The site is easily identified, as being on the boundary of the two parishes, and lies west of the present Castle Baynard Wharf, at the southern end of Addle Hill. The site is occupied by a Timber Wharf and Yard in Rocque. The Staires seem to have lain to the west of the wharf. The new street may have been Anchor Lane, afterwards Anchor Wharf (q.v.).
A house in the parish of St. Martin Orgar in St. Martin Orgar lane, in Candlewick Ward, so called as pertaining unto them of that familie. Thos. Arundel, Archbishop of Canterbury, lodged there (S. 224).
Rent of house called the "Beades" in Birchen Lane for poor of parish of St. Edmond the King and Martyr (Strype, ed. 1720, I. ii. 157). Perhaps originally a "beades" house, or almshouse, the inmates of which were to offer prayers for the soul of the founder.

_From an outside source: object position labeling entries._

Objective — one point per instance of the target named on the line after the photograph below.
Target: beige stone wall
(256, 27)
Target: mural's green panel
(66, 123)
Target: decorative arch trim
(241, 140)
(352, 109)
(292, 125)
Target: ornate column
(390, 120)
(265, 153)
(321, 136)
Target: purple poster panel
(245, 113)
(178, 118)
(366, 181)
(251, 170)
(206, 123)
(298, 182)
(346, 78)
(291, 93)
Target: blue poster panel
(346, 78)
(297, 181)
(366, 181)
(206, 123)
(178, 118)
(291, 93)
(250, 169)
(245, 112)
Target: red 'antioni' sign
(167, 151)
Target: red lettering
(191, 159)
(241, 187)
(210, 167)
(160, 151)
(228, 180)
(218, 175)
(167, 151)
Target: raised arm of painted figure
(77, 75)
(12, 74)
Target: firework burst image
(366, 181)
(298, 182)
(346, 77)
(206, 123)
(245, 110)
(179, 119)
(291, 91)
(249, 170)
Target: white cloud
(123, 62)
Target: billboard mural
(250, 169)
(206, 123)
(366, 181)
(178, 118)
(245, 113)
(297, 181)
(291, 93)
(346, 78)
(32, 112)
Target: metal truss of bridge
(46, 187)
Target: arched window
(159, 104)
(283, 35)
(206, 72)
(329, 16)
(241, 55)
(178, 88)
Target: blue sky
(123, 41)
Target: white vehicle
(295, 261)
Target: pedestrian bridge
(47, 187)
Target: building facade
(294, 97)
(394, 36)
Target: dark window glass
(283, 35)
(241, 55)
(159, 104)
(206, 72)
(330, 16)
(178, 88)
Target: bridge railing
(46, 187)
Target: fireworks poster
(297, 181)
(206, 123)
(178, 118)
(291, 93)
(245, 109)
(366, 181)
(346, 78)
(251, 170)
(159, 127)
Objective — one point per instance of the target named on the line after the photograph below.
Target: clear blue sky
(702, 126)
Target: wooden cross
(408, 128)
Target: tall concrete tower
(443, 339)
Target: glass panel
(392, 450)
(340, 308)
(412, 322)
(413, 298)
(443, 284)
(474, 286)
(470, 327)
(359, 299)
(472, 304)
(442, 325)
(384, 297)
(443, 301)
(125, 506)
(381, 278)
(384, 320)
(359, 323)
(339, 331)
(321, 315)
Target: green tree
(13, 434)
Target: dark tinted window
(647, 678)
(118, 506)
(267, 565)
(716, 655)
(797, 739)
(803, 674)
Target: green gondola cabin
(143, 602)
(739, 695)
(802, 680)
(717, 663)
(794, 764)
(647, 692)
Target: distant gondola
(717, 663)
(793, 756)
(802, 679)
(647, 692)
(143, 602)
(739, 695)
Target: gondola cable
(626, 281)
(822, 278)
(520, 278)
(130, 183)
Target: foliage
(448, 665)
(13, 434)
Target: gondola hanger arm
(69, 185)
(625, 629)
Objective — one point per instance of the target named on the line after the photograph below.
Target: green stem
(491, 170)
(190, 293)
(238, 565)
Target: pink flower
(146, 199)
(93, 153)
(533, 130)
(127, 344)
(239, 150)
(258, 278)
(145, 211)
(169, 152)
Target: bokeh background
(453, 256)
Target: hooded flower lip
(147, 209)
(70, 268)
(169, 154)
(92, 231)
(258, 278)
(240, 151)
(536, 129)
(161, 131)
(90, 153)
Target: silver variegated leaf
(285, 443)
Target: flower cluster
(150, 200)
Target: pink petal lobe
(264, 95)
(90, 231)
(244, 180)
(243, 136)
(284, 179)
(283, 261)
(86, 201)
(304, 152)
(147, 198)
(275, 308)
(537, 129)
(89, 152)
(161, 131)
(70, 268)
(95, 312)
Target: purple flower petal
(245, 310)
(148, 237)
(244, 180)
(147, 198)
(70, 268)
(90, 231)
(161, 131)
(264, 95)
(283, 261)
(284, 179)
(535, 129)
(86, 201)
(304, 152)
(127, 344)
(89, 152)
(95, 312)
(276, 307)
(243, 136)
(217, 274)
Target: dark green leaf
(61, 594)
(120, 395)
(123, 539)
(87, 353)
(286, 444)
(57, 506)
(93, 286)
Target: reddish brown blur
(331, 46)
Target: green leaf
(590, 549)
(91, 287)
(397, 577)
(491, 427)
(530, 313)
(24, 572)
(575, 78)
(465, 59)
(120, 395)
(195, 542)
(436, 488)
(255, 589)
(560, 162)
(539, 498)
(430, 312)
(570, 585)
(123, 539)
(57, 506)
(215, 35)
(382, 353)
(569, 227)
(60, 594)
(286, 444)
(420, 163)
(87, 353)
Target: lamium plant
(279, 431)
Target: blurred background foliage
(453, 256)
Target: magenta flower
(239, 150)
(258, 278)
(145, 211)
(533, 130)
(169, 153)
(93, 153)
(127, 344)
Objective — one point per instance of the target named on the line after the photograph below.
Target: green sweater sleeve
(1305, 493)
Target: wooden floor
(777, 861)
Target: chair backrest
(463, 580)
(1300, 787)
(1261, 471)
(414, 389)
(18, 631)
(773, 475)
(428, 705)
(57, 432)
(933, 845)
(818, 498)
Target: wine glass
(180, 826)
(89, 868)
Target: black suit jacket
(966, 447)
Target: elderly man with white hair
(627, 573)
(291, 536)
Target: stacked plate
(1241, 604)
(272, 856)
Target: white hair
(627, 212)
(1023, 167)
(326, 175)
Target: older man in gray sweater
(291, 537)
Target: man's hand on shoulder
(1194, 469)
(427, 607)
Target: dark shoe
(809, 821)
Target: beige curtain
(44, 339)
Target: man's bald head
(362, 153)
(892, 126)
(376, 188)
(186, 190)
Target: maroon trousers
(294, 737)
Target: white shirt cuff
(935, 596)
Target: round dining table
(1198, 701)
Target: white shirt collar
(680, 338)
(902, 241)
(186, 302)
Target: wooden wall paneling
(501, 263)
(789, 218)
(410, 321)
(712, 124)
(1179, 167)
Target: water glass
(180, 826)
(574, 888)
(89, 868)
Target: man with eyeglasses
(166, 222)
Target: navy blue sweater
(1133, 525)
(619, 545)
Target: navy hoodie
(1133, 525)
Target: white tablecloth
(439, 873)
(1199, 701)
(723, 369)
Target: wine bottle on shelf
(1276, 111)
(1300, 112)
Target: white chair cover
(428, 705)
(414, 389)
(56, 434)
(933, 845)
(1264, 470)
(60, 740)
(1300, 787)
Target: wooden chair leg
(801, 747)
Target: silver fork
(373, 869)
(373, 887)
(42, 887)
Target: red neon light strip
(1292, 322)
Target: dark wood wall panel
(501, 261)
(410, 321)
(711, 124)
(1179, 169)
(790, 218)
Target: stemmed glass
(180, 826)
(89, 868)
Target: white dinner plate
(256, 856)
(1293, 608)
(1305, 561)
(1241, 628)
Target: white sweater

Beam (The King's or Great)
Foreign merchants were, by the customs of the City, bound to weigh their heavy goods at the King's beam or balance, and in 1269, it being discovered that they were evading this regulation and making use of their own balances, the enactment was enforced against them by fine and imprisonment (Lib. de Ant. Leg. p. 118).
Beam (The Small)
Used for weighing small goods, those dealt in by the pound weight. It belonged to the Chamber of the City, and was let out by the citizens to ferm. at an annual rent, 1291 (Cal. L. Bk. B. p. 55, 1299-1300) (ib. C. p. 56).
In 1310 it was let out to Richard de Redynge at the King's request, but in 1313 he made complaint that the receipts had fallen off and that people would not bring woven and dyed silks to be weighed (Cal. L. Bk. D. p. 227).
Capital messuage so called in parish of St. Michall in Woodestrete in the ward of Crepulgate and two other messuages adjoining, one between the capital messuage west, and a tenement late of Gilbert Egleston, east, the other between the capital messuage east and a tenement called "le Haberdashers Rentis," west, and abutting on the highway south and on the capital messuage north. This property lately belonged. to Wm., late Viscount Beamonte, and Lord Bardolfe, 1531 (L. and P. H. VIII. Vol. V. p. 255).
If the Haberdashers' Rents here mentioned can be identified with Haberdashers' Hall, then Beamondis Inne must have occupied part of the site of what is now 31 to 45 Gresham Street, a carpet manufacturer's premises.
This tenement was devised by James Mounford in 1544 to the parson and churchwardens of St. George Botolph Lane and the churchwardens receive annually £10 10s. from the Treasurer of St. Thomas's Hospital for the poor of the parish, it being discovered after the Fire of 1666 that this sum had been paid to them for many years out of three messuages called the White Bear in Botolph Lane, at that time in the hands of the Corporation of London (End. Ch. 1903, p. 1), as Governors of the Hospital. The house was burnt in the Fire and rebuilt, 1671.